Around middle Tennessee, it’s no secret that the housing market is on a tear. For about the past decade, home prices in this area continue to climb to new records. Large corporations are bringing headquarters to our state and families from high-tax states are coming to Tennessee seeking its generous income tax policies. With all the rising home prices, many are wondering how to tap into all the equity that’s being created in their home. One of the most popular ways to access the equity in your home is through a Home Equity Line of Credit (HELOC for short). Let’s explore some of the pros and cons of obtaining a HELOC.
But first, an explanation on what exactly a HELOC is. For an example, let’s say your home is valued at $500,000 and you still owe $300,000 on that mortgage. So, there’s $200,000 of equity you have in your home. This means you have 40% equity in your home ($200,000 divided by its value of $500,000). A HELOC is essentially opening a line of credit on the $200,000 you have in equity on the house. Some banks will allow you to have a HELOC up to 100% of your home’s value, but others may only do 85% to make sure you don’t borrow against all your home’s value. Even though it seems like a limitation, this can be a protective measure to help make sure you don’t end up owing more than what your home is worth.
Pros of HELOCs:
- Interest only payments only on the amount your draw. A lot of times, HELOC payments are interest-only. Meaning, your monthly payments are paying down the principal of what you borrow like normal loans. Even if you borrow a substantial amount of money, the interest portion is minimal in a low interest rate environment. The interest charge isn’t on the total line of credit available, but only on what’s been borrowed.
- Flexibility of tapping into your home’s equity in an emergency or only when needed. While this doesn’t substitute the value of an emergency fund and some cash in a savings account, it provides value by having another place to tap into if things get tight. Having a HELOC open provides near instant access to cash.
- Ability to tap into what was otherwise static and inaccessible capital. A HELOC creates liquidity out of what was once an illiquid asset (real estate).

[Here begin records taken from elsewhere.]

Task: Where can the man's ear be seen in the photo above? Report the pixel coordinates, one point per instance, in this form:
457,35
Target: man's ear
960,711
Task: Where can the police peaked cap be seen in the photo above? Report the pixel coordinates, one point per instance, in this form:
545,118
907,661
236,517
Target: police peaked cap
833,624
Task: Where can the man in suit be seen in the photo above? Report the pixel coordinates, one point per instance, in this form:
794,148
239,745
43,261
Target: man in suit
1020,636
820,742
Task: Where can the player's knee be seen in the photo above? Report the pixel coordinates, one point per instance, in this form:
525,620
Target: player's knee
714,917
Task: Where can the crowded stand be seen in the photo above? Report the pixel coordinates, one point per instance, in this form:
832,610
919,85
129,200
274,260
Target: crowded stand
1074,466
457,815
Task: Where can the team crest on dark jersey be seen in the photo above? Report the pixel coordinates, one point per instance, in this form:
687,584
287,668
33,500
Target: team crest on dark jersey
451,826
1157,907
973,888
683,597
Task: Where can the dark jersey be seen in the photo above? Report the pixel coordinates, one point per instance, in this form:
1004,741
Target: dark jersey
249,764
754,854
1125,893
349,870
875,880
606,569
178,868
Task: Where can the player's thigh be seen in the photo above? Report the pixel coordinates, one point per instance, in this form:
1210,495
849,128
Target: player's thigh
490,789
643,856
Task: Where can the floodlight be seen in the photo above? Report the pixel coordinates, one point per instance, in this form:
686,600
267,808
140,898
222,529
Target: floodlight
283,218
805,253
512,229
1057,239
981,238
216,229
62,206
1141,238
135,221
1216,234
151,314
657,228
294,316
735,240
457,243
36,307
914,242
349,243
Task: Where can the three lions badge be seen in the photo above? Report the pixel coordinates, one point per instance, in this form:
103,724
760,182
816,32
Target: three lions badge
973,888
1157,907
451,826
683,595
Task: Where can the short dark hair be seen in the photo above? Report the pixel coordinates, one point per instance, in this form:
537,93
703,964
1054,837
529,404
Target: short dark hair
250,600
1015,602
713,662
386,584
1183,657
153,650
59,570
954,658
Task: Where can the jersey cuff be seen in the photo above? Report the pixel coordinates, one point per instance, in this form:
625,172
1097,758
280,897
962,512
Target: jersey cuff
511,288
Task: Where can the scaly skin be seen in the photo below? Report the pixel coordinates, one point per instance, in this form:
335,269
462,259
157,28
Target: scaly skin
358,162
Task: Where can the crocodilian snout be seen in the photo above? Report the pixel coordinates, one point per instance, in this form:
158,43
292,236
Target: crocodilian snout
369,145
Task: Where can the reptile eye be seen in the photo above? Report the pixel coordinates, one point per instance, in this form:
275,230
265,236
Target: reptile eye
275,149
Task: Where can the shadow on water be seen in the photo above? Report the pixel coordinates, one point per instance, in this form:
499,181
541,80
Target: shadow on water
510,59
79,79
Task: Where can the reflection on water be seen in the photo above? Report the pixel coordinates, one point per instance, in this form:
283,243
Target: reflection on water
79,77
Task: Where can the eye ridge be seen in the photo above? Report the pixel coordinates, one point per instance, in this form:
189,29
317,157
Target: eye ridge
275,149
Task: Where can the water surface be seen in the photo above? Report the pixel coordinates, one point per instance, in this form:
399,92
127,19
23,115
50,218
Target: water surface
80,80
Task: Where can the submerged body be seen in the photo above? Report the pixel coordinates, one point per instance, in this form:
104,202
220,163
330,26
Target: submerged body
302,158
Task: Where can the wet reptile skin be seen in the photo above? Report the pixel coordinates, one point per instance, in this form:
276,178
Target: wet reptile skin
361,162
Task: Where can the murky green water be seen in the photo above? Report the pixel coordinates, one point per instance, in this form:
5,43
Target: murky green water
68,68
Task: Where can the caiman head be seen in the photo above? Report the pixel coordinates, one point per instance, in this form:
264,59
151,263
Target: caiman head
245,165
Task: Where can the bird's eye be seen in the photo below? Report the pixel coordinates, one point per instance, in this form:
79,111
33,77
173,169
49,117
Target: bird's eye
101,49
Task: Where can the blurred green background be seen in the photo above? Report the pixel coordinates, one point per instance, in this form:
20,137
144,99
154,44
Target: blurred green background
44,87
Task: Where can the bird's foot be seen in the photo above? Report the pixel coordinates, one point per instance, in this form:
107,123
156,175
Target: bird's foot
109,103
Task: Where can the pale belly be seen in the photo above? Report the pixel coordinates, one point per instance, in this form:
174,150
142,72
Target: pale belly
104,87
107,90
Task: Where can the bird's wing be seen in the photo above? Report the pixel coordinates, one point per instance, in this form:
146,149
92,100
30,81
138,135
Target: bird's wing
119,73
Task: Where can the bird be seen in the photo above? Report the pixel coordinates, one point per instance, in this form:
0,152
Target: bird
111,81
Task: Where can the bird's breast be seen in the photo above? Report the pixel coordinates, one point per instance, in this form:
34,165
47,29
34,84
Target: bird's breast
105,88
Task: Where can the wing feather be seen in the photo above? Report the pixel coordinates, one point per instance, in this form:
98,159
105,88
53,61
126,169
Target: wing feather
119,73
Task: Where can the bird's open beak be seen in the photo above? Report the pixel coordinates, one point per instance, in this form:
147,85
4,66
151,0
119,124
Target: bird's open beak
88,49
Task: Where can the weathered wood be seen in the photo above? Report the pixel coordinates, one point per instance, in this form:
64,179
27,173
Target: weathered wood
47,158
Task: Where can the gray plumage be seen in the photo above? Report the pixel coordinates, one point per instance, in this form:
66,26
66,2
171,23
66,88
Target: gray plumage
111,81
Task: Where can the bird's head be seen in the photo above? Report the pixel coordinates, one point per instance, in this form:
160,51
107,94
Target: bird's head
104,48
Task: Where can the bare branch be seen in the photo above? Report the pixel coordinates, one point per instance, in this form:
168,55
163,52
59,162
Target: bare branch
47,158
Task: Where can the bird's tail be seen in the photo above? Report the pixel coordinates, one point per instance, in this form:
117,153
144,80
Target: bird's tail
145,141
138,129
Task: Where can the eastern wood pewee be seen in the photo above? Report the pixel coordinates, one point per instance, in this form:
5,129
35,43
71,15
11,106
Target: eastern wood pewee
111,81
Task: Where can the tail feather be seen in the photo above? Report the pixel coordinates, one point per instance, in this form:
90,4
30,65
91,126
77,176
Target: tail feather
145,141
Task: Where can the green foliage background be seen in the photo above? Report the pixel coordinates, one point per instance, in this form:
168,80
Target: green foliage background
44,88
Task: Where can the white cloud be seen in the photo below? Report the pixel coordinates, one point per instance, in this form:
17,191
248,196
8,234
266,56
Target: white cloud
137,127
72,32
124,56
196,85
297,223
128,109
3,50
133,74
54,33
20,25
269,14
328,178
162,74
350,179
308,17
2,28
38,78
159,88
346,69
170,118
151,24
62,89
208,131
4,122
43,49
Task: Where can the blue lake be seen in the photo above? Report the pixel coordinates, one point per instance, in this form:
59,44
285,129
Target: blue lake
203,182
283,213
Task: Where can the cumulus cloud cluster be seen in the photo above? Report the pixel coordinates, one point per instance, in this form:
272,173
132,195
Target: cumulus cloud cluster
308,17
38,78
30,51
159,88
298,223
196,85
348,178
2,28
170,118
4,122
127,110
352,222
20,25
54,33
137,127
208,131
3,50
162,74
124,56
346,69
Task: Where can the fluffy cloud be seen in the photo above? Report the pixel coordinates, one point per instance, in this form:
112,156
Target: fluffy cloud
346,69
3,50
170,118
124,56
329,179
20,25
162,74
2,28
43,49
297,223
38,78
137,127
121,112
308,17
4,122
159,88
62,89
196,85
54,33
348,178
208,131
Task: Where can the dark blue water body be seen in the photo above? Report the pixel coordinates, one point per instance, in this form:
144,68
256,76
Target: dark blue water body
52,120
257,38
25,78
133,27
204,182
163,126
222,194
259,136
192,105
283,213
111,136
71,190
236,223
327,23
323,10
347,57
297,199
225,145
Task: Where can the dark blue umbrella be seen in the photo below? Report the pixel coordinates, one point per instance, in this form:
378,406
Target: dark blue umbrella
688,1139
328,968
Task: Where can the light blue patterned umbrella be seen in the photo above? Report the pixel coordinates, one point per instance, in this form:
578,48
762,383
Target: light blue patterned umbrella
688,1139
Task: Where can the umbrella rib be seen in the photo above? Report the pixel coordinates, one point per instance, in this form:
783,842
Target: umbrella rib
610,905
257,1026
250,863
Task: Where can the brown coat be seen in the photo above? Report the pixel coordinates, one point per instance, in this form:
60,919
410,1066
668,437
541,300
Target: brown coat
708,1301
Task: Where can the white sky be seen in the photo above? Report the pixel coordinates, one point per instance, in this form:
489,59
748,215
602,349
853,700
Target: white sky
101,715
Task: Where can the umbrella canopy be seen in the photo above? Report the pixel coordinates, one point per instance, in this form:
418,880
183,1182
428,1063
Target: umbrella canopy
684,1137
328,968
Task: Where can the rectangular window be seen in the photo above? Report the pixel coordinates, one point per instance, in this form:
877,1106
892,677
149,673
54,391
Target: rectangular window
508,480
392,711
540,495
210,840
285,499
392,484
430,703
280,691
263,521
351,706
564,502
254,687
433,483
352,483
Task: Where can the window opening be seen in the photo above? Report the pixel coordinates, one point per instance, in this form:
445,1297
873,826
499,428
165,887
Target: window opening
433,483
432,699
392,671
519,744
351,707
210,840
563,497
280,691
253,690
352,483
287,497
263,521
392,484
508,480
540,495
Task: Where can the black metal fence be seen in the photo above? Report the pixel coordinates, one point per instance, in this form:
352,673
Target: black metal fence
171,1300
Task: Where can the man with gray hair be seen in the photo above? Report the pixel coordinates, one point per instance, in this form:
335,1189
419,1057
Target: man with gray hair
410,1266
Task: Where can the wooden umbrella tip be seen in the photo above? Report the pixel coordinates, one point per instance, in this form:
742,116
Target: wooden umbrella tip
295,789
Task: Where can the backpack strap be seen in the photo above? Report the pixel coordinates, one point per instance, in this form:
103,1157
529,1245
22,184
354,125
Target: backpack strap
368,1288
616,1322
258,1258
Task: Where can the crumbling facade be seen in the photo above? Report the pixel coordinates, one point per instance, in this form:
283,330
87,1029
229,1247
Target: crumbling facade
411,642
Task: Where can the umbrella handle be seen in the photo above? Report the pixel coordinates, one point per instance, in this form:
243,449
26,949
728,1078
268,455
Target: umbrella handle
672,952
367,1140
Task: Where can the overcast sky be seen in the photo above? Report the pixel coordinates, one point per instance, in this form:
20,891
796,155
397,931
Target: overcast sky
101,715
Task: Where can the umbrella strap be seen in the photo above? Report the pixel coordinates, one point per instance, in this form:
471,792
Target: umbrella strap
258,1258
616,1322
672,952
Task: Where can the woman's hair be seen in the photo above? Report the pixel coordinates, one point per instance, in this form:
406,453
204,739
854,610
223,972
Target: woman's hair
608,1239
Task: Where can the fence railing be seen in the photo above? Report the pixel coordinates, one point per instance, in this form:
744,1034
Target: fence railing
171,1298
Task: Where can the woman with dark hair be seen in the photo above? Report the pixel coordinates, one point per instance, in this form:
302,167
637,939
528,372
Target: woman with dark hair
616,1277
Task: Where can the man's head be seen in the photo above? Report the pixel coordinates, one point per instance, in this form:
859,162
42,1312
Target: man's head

- Usually, no costs or fees for keeping it open. A lot of banks have zero costs for opening a home equity line of credit and no fees for keeping it open throughout the year. Not all banks are the same, so be sure to read the fine print before opening one.
Cons of HELOCs:
- Rising interest rate environment can increase your cost of borrowing. Most HELOCs are based on a variable interest rate. So, when interest rates are extremely low as they have been in recent years, the cost of borrowing is minimal. However, if interest rates start to rise, that means your interest rate on your HELOC will rise, thus increasing your monthly payments and increasing your overall cost.
- Risk of overspending and increasing monthly payment obligations. Once a HELOC is opened, you immediately have access to that entire line of credit (just like a credit card). Does that mean you should spend it all? Absolutely not! But, just as some have experienced, just having the availability of credit can lead to dangerous spending habits. Be careful how much debt you’re carrying.
- Decrease in home value could have you upside down in your biggest asset. We’re so used to home values increasing, it’s hard to remember a time when home values were decreasing. But it wasn’t even 15 years ago when the entire United States housing market collapsed. If you have a mortgage and a maxed out HELOC and then your home begins to lose value, you could find yourself owing more than what your house is worth. That’s a dangerous pace to be in!
One of the most common uses of HELOCs is for home renovations or to purchase another piece of real estate. Out of all the uses of a HELOC, either of these would be considered reasonable since the funds would be used to pay and invest in assets that typically increase in value over time (personal residence, investment property, any real estate). If you find yourself tapping into a HELOC to cover day-to-day expenses, be careful and make sure you have a plan for paying back the loan balance.
A home equity line of credit is a form of debt, so always be aware of what you’re going to use the proceeds for.
Raymond James Financial Services, Inc. does not provide advice on mortgages. Any opinions are those of the author and not necessarily those of Raymond James.